What should be ideal value of tasks.max?

249 views
Skip to first unread message

Nishant Verma

unread,
Feb 17, 2017, 2:09:22 AM2/17/17
to Confluent Platform
Hi 

I have a three data node + 2 name node cluster. Cluster capacity is 500G. RAM of each node is 32G.
My kafka connect is running in distributed mode on 2 nodes.
My kafka broker is a 3 node cluster.

My source is generating small JSON files which is dumped onto HDFS sink using kafka connect.

I have changed HEAP_SIZE in my hadoop-env.sh as 12G for Masters and 8G for slaves as I was getting Java Heap Size - Out of Memory error. I am yet to test it after applying this HEAP_SIZE changes.

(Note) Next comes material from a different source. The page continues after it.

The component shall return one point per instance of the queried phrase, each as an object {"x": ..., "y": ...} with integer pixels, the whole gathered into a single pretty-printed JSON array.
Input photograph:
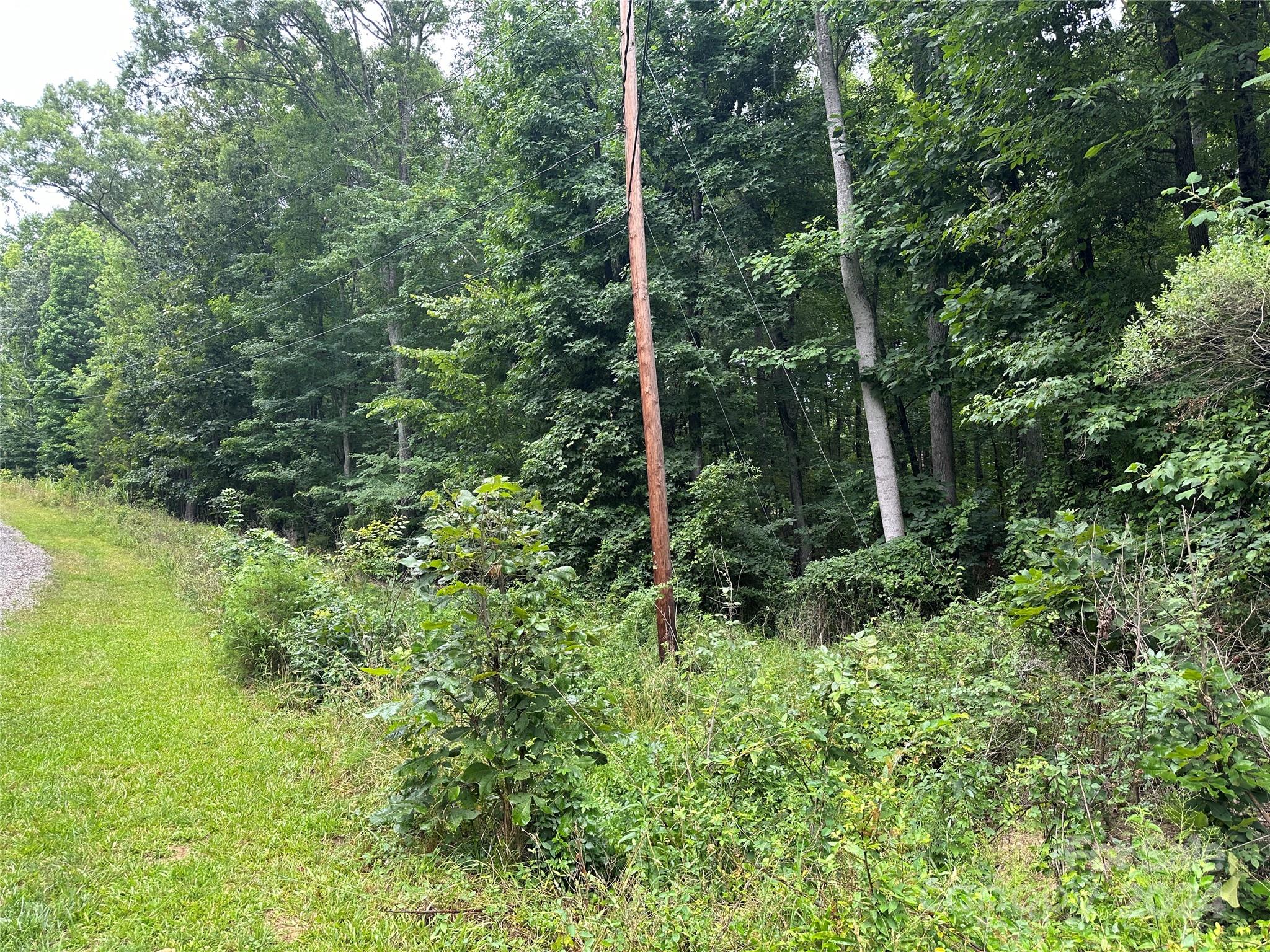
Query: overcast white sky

I have kept flush.size as 3000 to ensure small size JSON files are not dumped into HDFS. Earlier with flush.size as 50, some small bytes of data were getting dumped. After increasing it to 3000, some 2MB size of data were getting dumped. We will further increase it to 25000 so that larger size data goes to HDFS. I have set below properties in connect-distributed.properties:

max.poll.records=500
enable.auto.commit=true

What should be the ideal value of tasks.max for my scenario? Currently it is 14. My source is generating 50000 small JSON records in one minute. I want to run kafka connect on these 2 nodes overnight daily for some 2 weeks.

Thanks
Nishant Verma  

Nishant Verma

unread,
Feb 17, 2017, 6:42:37 AM2/17/17
to Confluent Platform
Edit1:

With flush.size as 25000:

My source is generating record with expectation of receiving Ten Million JSONs per hour. With flush.size as 25000, HADOOP_HEAPSIZE as 12000 MB for masters and HADOOP_HEAPSIZE as 8096 MB for slaves, I am not seeing any error in the logs but there is no commit happening to HDFS. There was no data in /topics/topic1 path. Although, I could see records in /topics/+tmp/topic1 but that did not get flushed out from +tmp. 25000 as flush size would have been met within minutes considering my data generation rate.

With flush.size as 3000:

I changed the config of my connector and reduced flush.size to 3000 using below command:
curl -H "Content-Type: application/json" -X PUT -d '{"connector.class": "io.confluent.connect.hdfs.HdfsSinkConnector", "format.class": "com.qubole.streamx.SourceFormat", "tasks.max": "14", "hdfs.url": "hdfs://ip-10-16-37-124:9000", "topics": "topic1,topic2", "partitioner.class": "io.confluent.connect.hdfs.partitioner.DailyPartitioner", "locale": " en.UTF-8", "flush.size": "3000", "timezone": "Asia/Calcutta" }' http://localhost:8083/connectors/run-1-hdfs-sink/config

Connector started, started reading a few data and immediately threw below Java Heap Space Out of Memory Exception error:

Exception in thread "kafka-coordinator-heartbeat-thread | connect-run-1-hdfs-sink" java.lang.OutOfMemoryError: Java heap space
        at java.nio.HeapByteBuffer.<init>(HeapByteBuffer.java:57)
        at java.nio.ByteBuffer.allocate(ByteBuffer.java:335)
        at org.apache.kafka.common.network.NetworkReceive.readFromReadableChannel(NetworkReceive.java:93)
        at org.apache.kafka.common.network.NetworkReceive.readFrom(NetworkReceive.java:71)
        at org.apache.kafka.common.network.KafkaChannel.receive(KafkaChannel.java:154)
        at org.apache.kafka.common.network.KafkaChannel.read(KafkaChannel.java:135)
        at org.apache.kafka.common.network.Selector.pollSelectionKeys(Selector.java:343)
        at org.apache.kafka.common.network.Selector.poll(Selector.java:291)
        at org.apache.kafka.clients.NetworkClient.poll(NetworkClient.java:260)
        at org.apache.kafka.clients.consumer.internals.ConsumerNetworkClient.poll(ConsumerNetworkClient.java:232)
        at org.apache.kafka.clients.consumer.internals.ConsumerNetworkClient.pollNoWakeup(ConsumerNetworkClient.java:266)
        at org.apache.kafka.clients.consumer.internals.AbstractCoordinator$HeartbeatThread.run(AbstractCoordinator.java:865)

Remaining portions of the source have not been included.